Unter der Überschrift „Den Heiligen auf der Spur“ bot der Sachausschuss Kunst, Kultur und Geschichte der Pfarrei Hannberg am Tag vor Allerheiligen eine Nachtwanderung zu den Katakomben von Hannberg an. Der Sachausschuss richtete sein Angebot speziell an jungen Familien und Kindern als Alternative zu Halloween. Hierfür wurden eigens die über 70 Meter tiefen Bierkeller gegenüber des Hannberger Friedhofs in eine römische Katakombe umgestaltet. Das Angebot wurde sehr gut angenommen, denn über 130 Kinder und Eltern trafen sich vor dem Eingangstor der Wehrkirche zu Hannberg ein.

Der Sachausschussleiter Thomas Willert agierte als Nachtwächter und führte die Kinder zu verschiedenen Stationen des kleinen Ortes Hannberg, an denen die Geschichte von biblischen Figuren und Heiligen durch Laienschauspieler den Kindern näher gebracht wurde. Zuerst trafen die Kinder Saulus von Tarsus, der den Kindern berichtete, wie er früher zuerst die Christen bekämpfte und nach seiner Begegnung mit der Stimme Gottes in der Wüste bekehrt wurde.
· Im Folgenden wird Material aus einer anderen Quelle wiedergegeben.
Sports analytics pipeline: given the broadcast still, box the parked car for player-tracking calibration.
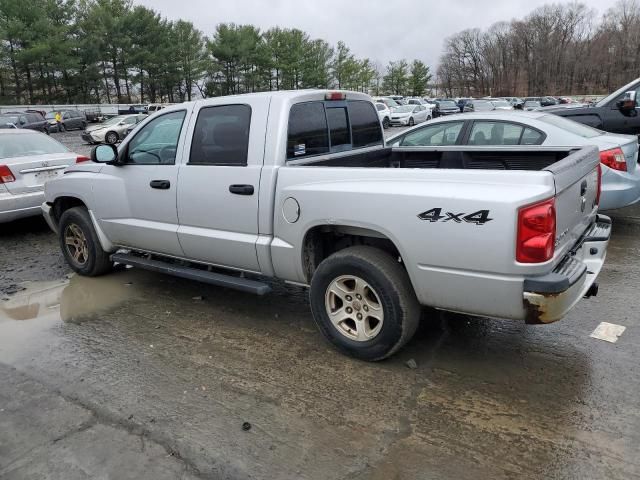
[464,100,496,113]
[522,100,542,111]
[375,102,391,130]
[0,112,49,135]
[387,110,640,210]
[502,97,524,110]
[433,100,460,118]
[373,97,400,111]
[42,90,611,361]
[45,110,87,132]
[81,115,147,145]
[0,129,89,223]
[391,105,431,127]
[545,78,640,135]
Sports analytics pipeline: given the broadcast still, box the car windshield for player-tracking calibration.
[473,102,493,111]
[0,132,69,159]
[103,116,127,125]
[0,115,18,125]
[538,115,604,138]
[440,100,458,108]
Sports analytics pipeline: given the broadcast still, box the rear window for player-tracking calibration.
[287,100,382,160]
[538,115,603,138]
[0,130,69,159]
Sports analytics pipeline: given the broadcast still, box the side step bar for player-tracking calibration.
[111,253,271,295]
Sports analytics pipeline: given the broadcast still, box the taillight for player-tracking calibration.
[0,165,16,183]
[596,164,602,205]
[600,147,627,172]
[516,198,556,263]
[324,92,347,100]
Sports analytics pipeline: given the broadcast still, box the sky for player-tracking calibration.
[134,0,616,67]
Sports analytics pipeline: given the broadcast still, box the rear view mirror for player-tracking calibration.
[618,91,636,111]
[91,145,118,163]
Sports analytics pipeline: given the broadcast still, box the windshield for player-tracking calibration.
[538,115,604,138]
[0,132,69,159]
[439,100,458,108]
[0,115,18,125]
[473,102,493,112]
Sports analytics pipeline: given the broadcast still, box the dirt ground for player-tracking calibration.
[0,131,640,480]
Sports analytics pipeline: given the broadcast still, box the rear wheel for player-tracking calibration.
[58,207,113,277]
[104,132,118,145]
[309,246,420,361]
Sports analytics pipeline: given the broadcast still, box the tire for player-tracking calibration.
[58,207,113,277]
[104,132,118,145]
[309,246,420,362]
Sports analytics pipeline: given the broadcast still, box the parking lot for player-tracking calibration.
[0,128,640,480]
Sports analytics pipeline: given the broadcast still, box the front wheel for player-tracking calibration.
[104,132,118,145]
[58,207,113,277]
[309,246,420,361]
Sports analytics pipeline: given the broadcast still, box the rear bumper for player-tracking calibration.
[0,191,44,223]
[523,215,611,324]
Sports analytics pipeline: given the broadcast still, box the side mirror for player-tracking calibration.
[91,145,118,164]
[618,91,636,111]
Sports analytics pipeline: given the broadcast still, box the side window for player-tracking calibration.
[400,121,464,147]
[327,107,351,151]
[287,102,329,159]
[469,122,523,145]
[520,128,544,145]
[127,110,186,165]
[348,100,384,148]
[189,105,251,167]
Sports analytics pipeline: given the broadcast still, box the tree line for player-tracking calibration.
[0,0,431,104]
[437,0,640,96]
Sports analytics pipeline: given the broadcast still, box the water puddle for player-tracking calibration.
[0,271,136,324]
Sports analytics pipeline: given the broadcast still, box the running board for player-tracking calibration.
[111,253,271,295]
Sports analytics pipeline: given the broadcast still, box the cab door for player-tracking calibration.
[178,97,270,272]
[93,109,188,257]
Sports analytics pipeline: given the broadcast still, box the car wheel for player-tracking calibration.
[309,246,420,361]
[58,207,113,277]
[104,132,118,145]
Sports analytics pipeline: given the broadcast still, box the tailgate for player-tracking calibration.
[545,146,600,261]
[0,152,76,195]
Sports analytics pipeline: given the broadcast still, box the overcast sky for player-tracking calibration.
[135,0,615,66]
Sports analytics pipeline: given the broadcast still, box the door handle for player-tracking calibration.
[149,180,171,190]
[229,185,253,195]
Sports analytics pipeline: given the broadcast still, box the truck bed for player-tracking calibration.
[292,146,572,171]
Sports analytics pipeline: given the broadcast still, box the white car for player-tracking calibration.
[0,129,89,223]
[376,102,391,129]
[391,105,432,127]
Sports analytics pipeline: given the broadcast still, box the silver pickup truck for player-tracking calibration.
[42,90,611,360]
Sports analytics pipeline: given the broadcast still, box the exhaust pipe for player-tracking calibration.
[584,282,599,298]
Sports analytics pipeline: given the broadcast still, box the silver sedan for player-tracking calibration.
[387,111,640,210]
[0,130,89,223]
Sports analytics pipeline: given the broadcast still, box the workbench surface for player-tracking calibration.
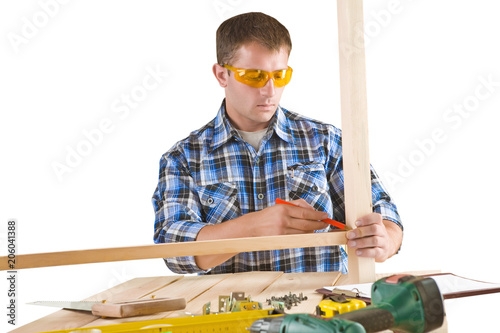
[11,272,341,333]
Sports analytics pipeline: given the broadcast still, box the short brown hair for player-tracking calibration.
[216,12,292,65]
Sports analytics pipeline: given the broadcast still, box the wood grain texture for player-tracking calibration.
[337,0,375,282]
[83,274,231,327]
[11,275,183,333]
[0,231,346,270]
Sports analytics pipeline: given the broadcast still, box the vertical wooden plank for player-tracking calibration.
[10,275,183,333]
[337,0,375,283]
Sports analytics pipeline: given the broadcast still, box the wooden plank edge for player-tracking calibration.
[0,231,347,271]
[337,0,375,283]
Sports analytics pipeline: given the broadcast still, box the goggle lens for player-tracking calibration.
[224,65,293,88]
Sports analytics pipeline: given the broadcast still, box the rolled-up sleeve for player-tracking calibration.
[152,150,206,274]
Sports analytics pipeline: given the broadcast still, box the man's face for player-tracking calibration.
[214,43,288,132]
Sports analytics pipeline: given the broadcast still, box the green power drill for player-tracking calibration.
[250,275,444,333]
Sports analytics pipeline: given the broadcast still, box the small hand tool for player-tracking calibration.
[274,199,345,230]
[28,298,186,318]
[250,275,445,333]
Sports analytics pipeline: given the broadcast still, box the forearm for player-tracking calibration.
[194,216,249,270]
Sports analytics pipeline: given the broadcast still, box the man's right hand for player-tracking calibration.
[246,199,328,236]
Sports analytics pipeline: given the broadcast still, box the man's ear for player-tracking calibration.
[212,64,229,88]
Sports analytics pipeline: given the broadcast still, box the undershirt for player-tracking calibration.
[237,128,267,151]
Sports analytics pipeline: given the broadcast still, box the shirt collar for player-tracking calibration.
[211,99,294,151]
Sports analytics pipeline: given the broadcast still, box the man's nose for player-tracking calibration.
[260,79,275,97]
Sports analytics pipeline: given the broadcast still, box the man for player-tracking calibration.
[153,13,402,274]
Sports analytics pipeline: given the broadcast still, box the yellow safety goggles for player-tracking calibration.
[224,65,293,88]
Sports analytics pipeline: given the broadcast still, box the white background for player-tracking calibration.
[0,0,500,332]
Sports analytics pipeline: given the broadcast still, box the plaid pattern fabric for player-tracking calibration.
[152,103,402,274]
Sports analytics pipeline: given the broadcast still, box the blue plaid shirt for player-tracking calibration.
[152,103,402,274]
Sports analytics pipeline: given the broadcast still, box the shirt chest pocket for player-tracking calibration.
[196,182,241,224]
[287,163,331,210]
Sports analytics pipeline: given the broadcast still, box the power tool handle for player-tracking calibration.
[332,307,394,333]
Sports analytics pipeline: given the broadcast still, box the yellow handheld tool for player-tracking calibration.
[39,310,283,333]
[316,295,366,318]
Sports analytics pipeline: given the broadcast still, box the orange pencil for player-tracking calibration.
[274,199,345,230]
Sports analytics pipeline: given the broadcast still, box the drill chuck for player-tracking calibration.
[250,275,444,333]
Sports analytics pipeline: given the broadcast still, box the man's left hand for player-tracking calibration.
[347,213,403,262]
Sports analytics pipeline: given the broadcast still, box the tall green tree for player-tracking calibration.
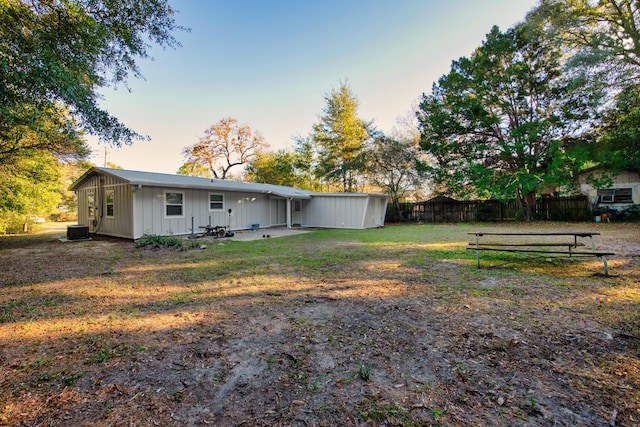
[310,83,371,192]
[418,23,589,220]
[594,85,640,174]
[0,0,181,163]
[0,152,62,233]
[529,0,640,173]
[367,132,421,220]
[181,117,268,179]
[245,150,299,187]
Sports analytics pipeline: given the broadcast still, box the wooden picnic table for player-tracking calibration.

Die Hauptattraktion der Nachtwanderung war eine Führung durch die als „Katakomben von Hannberg“ umgebauten Bierkeller in der Röhracher Straße in Hannberg. Hierbei erfuhren die Kinder, was eigentlich Katakomben waren, nämlich die Zufluchts- und Begräbnisstätten der ersten Christen in Rom. „Ihr müsst Euch das vorstellen, wie unsere Wehrkirche mit ihren Friedhof“ erklärte Willert die Funktion der früheren Katakomben. In den zum Teil weit verzweigen Bierkeller begegneten die Kinder noch den heiligen Paulus und der eher unbekannten Heiligen Justina. Beide berichteten den Kindern von dem Leben in den Katakomben.

Den Bezug zu Hannberg wurde bei der Vorstellung eines Reliquienschreies der Pfarrei Hannberg hergestellt. Mit Erlaubnis von Pfarrer Rebhan konnte einer der beiden Reliquienschreine aus der Wehrkirche mit Überresten von Heiligen aus Rom, z.B. der Heiligen Justina, den Kindern gezeigt und erklärt werden. „Viele Kinder und auch Erwachsene haben diese Schreine noch niemals wahrgenommen, da sie üblicherweise hinter Blumen auf dem Altar etwas versteckt sind“ findet Willert. Die Hannberger Kinder konnten nun die Hannberger Reliquien ganz nah erleben. Ein gemeinsam gebetetes „Vater unser“ in den tiefen Gewölben und Tunneln vermittelte den Kindern ein sehr intensives Gefühl, wie die gemeinsamen Gebete der Urchristengemeinde abgelaufen sein möchten.

In einem zweiten Bierkeller wurden noch Zeichentrickfilme von der Bekehrung des Saulus zum Paulus für die Kleinsten der Gemeinde gezeigt.

Zum Abschluss gab es noch ein gemütliches Beisammensein bei Würstchen und Getränken, wobei sich die Kinder und ihre Eltern vor einer großen Feuerschale im Außenbereich der aktuell renovierten Wehrkirche zu Hannberg aufwärmen konnten. Letztendlich waren alle Kinder glücklich, es gab viel Spannung und viel Wissenswertes über Heilige und weniger Grusel im Zusammenhang mit Halloween.